Au Mali, le départ de la Minusma de ses camps situés dans la région de Kidal donne lieu à des batailles sur le terrain, c'est le cas autour de la base de Tessalit, avec des échanges de tirs lundi et ce mardi matin entre l'armée malienne et les rebelles du Cadre stratégique permanent. Mais l'affrontement se joue également dans les couloirs diplomatiques maliens et onusiens. Explications.
C'est le quatrième vol de l'armée malienne qui atterrit à Tessalit depuis le jeudi 12 octobre 2023. L'armée achemine par les airs ses renforts : soldats maliens, supplétifs de Wagner, véhicules et matériel.
Comme le lundi 16 octobre, de source onusienne, l'avion Fama s'est posé vers 6h30 avant de redécoller un quart d'heure plus tard, malgré les tirs des rebelles du CSP positionnés autour de la base, et en bénéficiant indirectement de la présence de la Minusma, en charge de la sécurité de la piste, et qui n'avait pas été avertie de l'arrivée de cet avion.
L'armée malienne et la Minusma, qui disposent de leurs camps respectifs et mitoyens à Tessalit, se partagent l'utilisation de la piste.
Désengagement en cours à Tessalit et Aguelhoc
La Minusma a annoncé lundi soir avoir « entamé », « dans un climat de haute tension », son retrait des bases de Tessalit et Aguelhoc.
Aucun détail sur les modalités ni sur la date à laquelle ce retrait en cours doit être achevé, afin de ne pas nuire à la sécurité des troupes.

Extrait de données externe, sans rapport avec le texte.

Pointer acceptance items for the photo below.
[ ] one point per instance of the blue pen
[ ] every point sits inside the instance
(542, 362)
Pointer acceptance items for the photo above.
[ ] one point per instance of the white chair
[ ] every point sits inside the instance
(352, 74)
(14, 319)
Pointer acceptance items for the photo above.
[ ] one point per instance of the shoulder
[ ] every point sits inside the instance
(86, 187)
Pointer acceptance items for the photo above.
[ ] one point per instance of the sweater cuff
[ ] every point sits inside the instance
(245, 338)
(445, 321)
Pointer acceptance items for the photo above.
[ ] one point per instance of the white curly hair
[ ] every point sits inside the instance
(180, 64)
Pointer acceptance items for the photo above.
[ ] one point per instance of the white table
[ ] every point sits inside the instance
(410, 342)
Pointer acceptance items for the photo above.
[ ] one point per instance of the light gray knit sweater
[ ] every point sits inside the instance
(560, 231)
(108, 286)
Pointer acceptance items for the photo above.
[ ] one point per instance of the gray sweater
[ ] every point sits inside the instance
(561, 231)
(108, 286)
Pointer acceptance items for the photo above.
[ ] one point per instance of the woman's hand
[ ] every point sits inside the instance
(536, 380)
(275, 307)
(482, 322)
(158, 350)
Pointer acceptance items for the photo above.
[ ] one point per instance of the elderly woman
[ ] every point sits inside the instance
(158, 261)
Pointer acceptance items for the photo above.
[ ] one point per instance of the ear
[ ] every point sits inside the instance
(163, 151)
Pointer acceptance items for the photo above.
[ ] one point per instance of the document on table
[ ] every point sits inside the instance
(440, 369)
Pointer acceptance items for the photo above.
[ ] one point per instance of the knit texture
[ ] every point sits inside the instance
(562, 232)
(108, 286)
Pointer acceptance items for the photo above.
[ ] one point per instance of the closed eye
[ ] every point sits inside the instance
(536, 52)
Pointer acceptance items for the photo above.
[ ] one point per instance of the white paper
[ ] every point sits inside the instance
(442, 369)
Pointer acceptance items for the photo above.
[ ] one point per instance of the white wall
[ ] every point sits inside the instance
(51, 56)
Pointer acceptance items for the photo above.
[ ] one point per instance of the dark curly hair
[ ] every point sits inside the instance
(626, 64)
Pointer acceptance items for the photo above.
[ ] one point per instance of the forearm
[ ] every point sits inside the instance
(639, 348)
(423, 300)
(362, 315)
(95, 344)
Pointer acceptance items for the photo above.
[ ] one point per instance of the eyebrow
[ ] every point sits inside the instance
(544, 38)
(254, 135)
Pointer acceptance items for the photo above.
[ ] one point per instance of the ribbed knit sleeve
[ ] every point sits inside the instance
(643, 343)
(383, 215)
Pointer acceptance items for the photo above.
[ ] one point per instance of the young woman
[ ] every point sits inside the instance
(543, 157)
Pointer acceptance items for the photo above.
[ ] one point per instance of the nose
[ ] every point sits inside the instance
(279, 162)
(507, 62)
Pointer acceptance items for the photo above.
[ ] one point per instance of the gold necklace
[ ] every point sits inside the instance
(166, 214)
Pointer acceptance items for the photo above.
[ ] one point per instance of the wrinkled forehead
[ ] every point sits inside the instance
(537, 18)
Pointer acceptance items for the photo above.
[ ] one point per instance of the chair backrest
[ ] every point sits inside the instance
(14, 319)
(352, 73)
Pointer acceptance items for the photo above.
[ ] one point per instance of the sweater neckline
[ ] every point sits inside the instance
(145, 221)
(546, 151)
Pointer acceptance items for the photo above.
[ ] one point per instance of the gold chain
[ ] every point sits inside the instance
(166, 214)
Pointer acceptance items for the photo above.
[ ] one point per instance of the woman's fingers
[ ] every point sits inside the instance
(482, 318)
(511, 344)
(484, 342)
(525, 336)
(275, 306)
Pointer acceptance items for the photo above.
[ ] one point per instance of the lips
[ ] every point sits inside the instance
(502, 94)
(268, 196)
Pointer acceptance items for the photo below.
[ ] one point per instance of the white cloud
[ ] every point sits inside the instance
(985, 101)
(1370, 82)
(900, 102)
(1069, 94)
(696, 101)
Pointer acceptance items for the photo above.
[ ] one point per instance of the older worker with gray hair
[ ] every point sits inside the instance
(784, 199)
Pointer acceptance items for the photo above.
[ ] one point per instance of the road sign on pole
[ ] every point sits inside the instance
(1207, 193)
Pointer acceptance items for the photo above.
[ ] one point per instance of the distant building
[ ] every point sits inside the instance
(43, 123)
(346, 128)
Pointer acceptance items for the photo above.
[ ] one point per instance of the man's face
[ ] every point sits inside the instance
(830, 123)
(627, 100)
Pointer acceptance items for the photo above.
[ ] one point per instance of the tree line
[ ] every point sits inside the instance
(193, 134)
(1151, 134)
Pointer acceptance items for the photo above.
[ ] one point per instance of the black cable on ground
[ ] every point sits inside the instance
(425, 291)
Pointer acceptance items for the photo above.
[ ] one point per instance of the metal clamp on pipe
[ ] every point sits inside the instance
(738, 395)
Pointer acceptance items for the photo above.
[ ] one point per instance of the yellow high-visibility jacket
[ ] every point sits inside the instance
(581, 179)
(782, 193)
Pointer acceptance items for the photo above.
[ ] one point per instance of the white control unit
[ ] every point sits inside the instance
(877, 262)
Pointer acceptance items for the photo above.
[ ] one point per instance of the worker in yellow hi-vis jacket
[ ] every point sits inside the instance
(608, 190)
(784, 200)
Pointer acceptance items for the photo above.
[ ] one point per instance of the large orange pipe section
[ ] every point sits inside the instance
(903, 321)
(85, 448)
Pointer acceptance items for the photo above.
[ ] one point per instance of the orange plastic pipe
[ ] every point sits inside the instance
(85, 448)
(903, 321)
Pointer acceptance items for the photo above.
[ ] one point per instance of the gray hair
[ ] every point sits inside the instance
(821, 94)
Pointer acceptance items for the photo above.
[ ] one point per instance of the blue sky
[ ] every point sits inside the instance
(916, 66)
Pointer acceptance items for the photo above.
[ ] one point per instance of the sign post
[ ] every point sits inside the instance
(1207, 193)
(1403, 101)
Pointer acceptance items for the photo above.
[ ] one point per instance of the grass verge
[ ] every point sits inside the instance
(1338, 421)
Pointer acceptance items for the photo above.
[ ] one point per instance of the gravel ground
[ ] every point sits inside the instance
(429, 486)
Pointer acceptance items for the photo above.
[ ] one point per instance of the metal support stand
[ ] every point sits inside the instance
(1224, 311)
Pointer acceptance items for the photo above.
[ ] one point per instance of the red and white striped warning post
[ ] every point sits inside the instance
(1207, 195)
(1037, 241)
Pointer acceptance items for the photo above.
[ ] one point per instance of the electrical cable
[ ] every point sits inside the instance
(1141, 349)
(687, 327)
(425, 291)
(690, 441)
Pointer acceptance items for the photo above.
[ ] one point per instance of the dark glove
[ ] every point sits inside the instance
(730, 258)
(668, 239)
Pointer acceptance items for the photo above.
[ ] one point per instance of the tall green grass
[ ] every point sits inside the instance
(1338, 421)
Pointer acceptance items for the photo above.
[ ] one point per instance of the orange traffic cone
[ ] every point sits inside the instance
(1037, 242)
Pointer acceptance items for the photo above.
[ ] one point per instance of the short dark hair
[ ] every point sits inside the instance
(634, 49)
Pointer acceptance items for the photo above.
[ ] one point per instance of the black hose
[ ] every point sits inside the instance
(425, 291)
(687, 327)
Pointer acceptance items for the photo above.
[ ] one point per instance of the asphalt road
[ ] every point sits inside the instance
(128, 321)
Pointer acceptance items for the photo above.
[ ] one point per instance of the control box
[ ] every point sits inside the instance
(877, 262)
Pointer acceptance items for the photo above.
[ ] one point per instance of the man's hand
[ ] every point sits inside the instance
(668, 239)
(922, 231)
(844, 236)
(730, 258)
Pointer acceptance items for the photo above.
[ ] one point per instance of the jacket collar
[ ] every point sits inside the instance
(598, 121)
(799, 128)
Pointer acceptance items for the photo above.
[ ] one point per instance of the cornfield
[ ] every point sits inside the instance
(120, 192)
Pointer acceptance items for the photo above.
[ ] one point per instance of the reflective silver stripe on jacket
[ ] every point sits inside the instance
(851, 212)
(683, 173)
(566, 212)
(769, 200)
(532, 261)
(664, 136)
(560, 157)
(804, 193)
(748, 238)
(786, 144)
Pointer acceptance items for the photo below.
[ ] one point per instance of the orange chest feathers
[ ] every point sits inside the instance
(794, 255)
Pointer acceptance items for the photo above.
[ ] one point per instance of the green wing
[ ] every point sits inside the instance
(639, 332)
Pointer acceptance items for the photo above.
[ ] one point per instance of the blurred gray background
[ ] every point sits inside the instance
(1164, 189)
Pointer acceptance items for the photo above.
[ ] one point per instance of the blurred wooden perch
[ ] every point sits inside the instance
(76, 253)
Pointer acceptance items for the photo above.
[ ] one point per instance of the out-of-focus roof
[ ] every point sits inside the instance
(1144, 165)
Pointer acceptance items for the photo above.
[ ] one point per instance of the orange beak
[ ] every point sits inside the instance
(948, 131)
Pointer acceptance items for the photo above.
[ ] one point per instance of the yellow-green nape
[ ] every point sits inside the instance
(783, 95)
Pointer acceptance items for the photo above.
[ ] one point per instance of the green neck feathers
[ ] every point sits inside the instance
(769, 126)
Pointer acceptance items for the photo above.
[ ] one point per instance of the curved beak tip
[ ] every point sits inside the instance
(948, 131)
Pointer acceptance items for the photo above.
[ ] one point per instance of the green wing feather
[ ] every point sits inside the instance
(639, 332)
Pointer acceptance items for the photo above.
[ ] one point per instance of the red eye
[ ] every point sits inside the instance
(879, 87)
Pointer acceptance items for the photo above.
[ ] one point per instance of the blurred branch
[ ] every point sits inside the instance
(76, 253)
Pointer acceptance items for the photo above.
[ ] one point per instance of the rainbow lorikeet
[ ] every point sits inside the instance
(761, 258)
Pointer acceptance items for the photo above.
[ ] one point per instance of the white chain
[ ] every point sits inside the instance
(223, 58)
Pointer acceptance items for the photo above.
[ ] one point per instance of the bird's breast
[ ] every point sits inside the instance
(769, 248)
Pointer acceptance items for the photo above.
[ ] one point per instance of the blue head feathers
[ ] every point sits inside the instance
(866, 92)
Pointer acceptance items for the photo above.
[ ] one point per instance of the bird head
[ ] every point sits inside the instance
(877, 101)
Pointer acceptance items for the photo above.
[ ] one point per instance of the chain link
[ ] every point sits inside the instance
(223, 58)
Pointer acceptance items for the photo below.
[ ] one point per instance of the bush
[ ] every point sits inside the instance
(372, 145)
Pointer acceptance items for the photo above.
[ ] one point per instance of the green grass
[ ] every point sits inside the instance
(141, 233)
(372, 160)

Une source onusienne précise toutefois que « la priorité, ce sont les hommes puis, si possible, le matériel sensible » et « par voie aérienne, pas le choix ».
La Minusma envisage aussi d'« accélérer » son départ de la base de Kidal, le fief des groupes rebelles, « prévu à l'origine pour la mi-novembre ».
Dans un communiqué distinct publié hier, les Nations unies indiquent avoir « intensifié » leurs contacts avec les autorités maliennes de transition pour leur faire part de leurs « préoccupations » et « souligner leur responsabilité s'agissant de la sécurité des casques bleus » pour ce désengagement.
« Respecter le plan de retrait »
De son côté, le ministre malien des Affaires étrangères, Abdoulaye Diop, tape du poing sur la table et rappelle à la Minusma son « obligation de respecter scrupuleusement le plan de retrait » et les délais fixés. C'est ce qu'il a répété dans une « note d'information » diffusée hier soir, assurant également que « le gouvernement coopère pleinement avec les Nations unies, notamment en ce qui concerne les autorisations pour les convois logistiques en appui au désengagement ».
Convois bloqués par les autorités
Pourtant, dans la même note, le ministre justifie le blocage, à Gao, de convois pour lesquels la Minusma attend des autorisations depuis le 24 septembre, comme l'avait déjà déploré la Minusma pendant le week-end.
Abdoulaye Diop invoque « la situation sécuritaire » et conclut avec intransigeance : « Les autorisations seront délivrées en fonction des améliorations constatées. »
Ces convois sont censés transporter du matériel onusien - véhicules et armements notamment -appartenant aux pays contributeurs de troupes. En l'occurrence, en grande partie, au Tchad.
Si ces équipements n'étaient pas rapatriés dans leur pays d'origine dans les délais, l'armée malienne pourrait espérer en récupérer une partie. Les armes, elles, c'est la règle onusienne, devraient être détruites. L'avenir de ce matériel est donc un enjeu immédiat.
« Bouclier »
La présence des casques bleus à Tessalit, Aguelhoc et Kidal, en est un autre. L'armée malienne compte récupérer ces emprises au nom de la souveraineté nationale. Les rebelles du CSP veulent l'en empêcher en vertu des dispositions de l'accord de paix de 2015. Dans ce contexte, les deux belligérants se livrent à une bataille en forme de course pour la récupération de ces bases. Une course ponctuée d'affrontements - le CSP a attaqué plusieurs camps militaires maliens ces dernières semaines - et de simples échanges de tirs - comme hier et ce matin à Tessalit, où la présence de la Minusma retient toute offensive rebelle. « Ils se servent de la Minusma comme bouclier », commente avec colère un cadre onusien.
Une analyse partagée par les rebelles du CSP, qui vont toutefois plus loin puisqu'ils perçoivent les retards déjà accumulés dans le retrait des Casques bleus et l'arrivée de mercenaires de Wagner à Tessalit comme une forme de « complicité » de la mission onusienne.
Nations unies, autorités maliennes de transition et rebelles du CSP n'ont donc pas les mêmes objectifs mais ils partagent au moins un message immédiat : tous affichent leur volonté que le départ de la Minusma de la région de Kidal se fasse au plus vite.